Fig. 1. Map of Upper Pennsylvanian showing land and water conditions under which the Coal Measures amphibian fauna lived. It will be noted that the chief deposits which have furnished amphibian remains are on the margins of the heavily shaded areas. (After Schuchert.)
Explanation of symbols: Lands are white. Water areas are lined. Formation outcrops are black or dotted. Known shore-lines are solid lines; probable ones broken. Vertical lines in middle of continent indicate Gulf marine.
(a) The deposits in Vermilion County, Illinois, lie along the north bank of Salt Fork Creek, at the tip of the "Horseshoe Bend," about 2 miles south of Oakwood, Illinois. They were discovered by Dr. J. C. Winslow, of Danville, in 1875. The remains discovered by him were forwarded to Professor Cope for identification. Later the deposits were thoroughly explored by W. F. E. Gurley, and the specimens collected by him are now preserved ([86]) in Walker Museum, University of Chicago. In 1907, the writer, while working for the University of Chicago, in exploring the same locality, exhausted the beds so far as they could at that time be uncovered from the landslide which had overwhelmed them. The formation in which the bones occur is a soft gray or reddish shale, and it lies without any apparent stratigraphic break on shales of Pennsylvanian age. Below these shales are several feet of limestone containing invertebrates of typical Pennsylvanian facies. There are indications of at least 3 species of Amphibia in the deposits. Case ([86]) has indicated with doubt a fourth species. The species are: Cricotus heteroclitus Cope, Cricotus gibsonii Cope, Diplocaulus salamandroides Cope. The remains are very fragmentary, and consist for the most part of incomplete vertebræ, with a few small skull fragments.

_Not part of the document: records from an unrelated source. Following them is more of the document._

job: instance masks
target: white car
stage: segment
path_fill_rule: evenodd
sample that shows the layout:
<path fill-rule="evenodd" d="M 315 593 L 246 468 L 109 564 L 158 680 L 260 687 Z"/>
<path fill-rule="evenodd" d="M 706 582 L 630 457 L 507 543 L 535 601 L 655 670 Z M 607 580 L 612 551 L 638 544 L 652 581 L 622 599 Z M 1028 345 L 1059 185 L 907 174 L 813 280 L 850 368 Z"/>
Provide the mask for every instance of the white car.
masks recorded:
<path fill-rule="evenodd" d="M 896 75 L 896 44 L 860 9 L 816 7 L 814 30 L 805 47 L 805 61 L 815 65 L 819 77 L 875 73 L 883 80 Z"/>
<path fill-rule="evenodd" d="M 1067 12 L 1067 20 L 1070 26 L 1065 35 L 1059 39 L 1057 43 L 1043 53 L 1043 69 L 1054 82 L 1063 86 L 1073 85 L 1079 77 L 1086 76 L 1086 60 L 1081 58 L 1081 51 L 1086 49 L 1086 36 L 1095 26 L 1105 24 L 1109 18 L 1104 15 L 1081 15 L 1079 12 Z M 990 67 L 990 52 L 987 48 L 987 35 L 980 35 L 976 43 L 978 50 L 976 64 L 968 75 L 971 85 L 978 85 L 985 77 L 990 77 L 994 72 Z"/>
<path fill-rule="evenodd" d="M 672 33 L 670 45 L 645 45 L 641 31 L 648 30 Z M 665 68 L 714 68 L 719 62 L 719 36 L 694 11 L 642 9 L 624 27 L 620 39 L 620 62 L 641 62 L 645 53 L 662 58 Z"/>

(b) In 1897 Dr. Williston ([607]) described some fragments of Cricotus from a deposit in Cowley County, near Winfield, Kansas. There has been some dispute as to the age of the deposit, but the consensus of opinion seems to be that the beds are of approximately the same age as those of Illinois and Pennsylvania in which similar remains are found, and those deposits are looked upon as Upper Pennsylvania (Case ([94]), pp. 239-240). No new forms were described from Winfield, since only a few fragments were obtained. Williston referred the phalange, the fragment of a jaw, and the tooth to Cricotus heteroclitus Cope.
(c) Later in the same year Williston ([608]) announced the discovery of a tooth of typical labyrinthodont structure from near Louisville, Kansas ([plate 21, fig. 6]). The tooth was accompanied by fragments of bone and was probably not far from the bed in which it was fossilized. Williston states that the remains were from the shales which are "nearly at the upper part of the Carboniferous, probably within one hundred feet of the Manhattan Limestone."
(d) In 1894 Marsh ([406]) and earlier (1873) Mudge ([490]) described footprints of vertebrates from the stone-quarries near Osage City, Kansas. The stone in which they were found was a fine-grained limestone which occurs near the middle of the Kansas Coal Measures.
(e) Two years later Marsh ([407]) announced the discovery of traces of the oldest known (Devonian) air-breathing vertebrate. The footprints of Thinopus antiquus were regarded by Marsh as "apparently amphibian." This still remains the oldest geological evidence of air-breathing vertebrates, although Lohest some years ago ([381]) called attention to remains from the Devonian of France which he thought might be amphibian. The footprint described by Professor Marsh was "found in the town of Pleasant, one mile south of the Allegheny River, Warren County, Pennsylvania, by Dr. Charles E. Beecher, who presented it to Yale Museum, and also furnished the information in regard to its geological position.... The geological horizon is near the top of the Chemung, in the upper Devonian. In the same beds are ripple marks, mud cracks, and impressions of rain drops, indicating shallow water and shore deposits."
(f) Among the collections of the American Museum there is an impression of a small amphibian foot obtained from Phoenix Tunnel, Pennsylvania. The impression is in hard black slate very similar to the slate of the Cannelton region. It is possible that the specimen may have been obtained from the Cannelton beds, since they would be expected to occur at Phoenix Tunnel. The impression is rather small. It is the footprint of a 5-toed animal, probably of the right foot, since no amphibian ([465]) so far is known from the Coal Measures with 5 digits on the hand. The first digit is short and thick, with a large ball at its base. The foot measures from the posterior edge of the palm to the tip of the longest digit 12 mm. The length of the first digit is 7 mm. The impression differs in some respects from the impressions so far known from the Coal Measures, but no attempt will be made to assign it to a species. It may have been made by either a branchiosaurian or a microsaurian, but more probably the latter, since we do not know of any of the former animals from the Cannelton beds, or in fact from any of the Coal Measures beds excepting the Mazon Creek shales. The specimen is No. 2872 of the American Museum.